Anderson described Edmonton's style as almost a Soviet brand of hockey because there was so much speed and skill.

Fletcher said the NHL changed the rule on coincidental penalties to play five-on-five rather than four-on-four because of Sather's Oilers. Other teams didn't want to go up against Gretzky and Kurri or Messier and Anderson with Coffey and Charley Huddy on defence, and Sather pulling the strings.

Then there was the mental side of Sather's coaching, which Lowe described as almost contrarian. When players expected him to be difficult or easy, he was the opposite -- and it worked.

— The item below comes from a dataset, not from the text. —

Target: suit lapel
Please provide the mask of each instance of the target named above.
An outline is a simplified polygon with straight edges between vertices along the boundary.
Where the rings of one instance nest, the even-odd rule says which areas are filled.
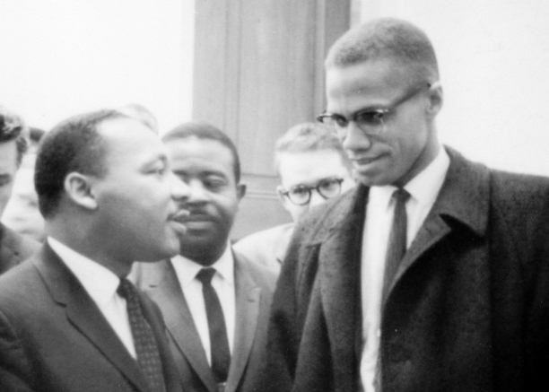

"There's so many times that he instilled this belief in yourselves," Lowe said. "When we played the Montreal Canadiens and went into the Forum in 1981 knees knocking and everything, he was like, 'You guys could beat these guys.' And we were like, 'We don't stand a chance.' But the fact that he stood up there and said, 'No, you can beat them,' that was kind of the confidence that he was famous for."

The confidence was well-deserved given the Oilers' success under Sather as coach and GM. He left for the New York Rangers in 2000 under bad terms, but he'll get this honour in the final season of Rexall Place before the Oilers get a new beginning at the sparkling Rogers Place.

Given Sather's impact, it's long overdue.

"The Oilers will go down in history as arguably the best team that was ever on the ice in the National Hockey League," Fletcher said. "Glen is definitely a legendary hockey man, and one of the greatest coaches and general managers this league's ever had."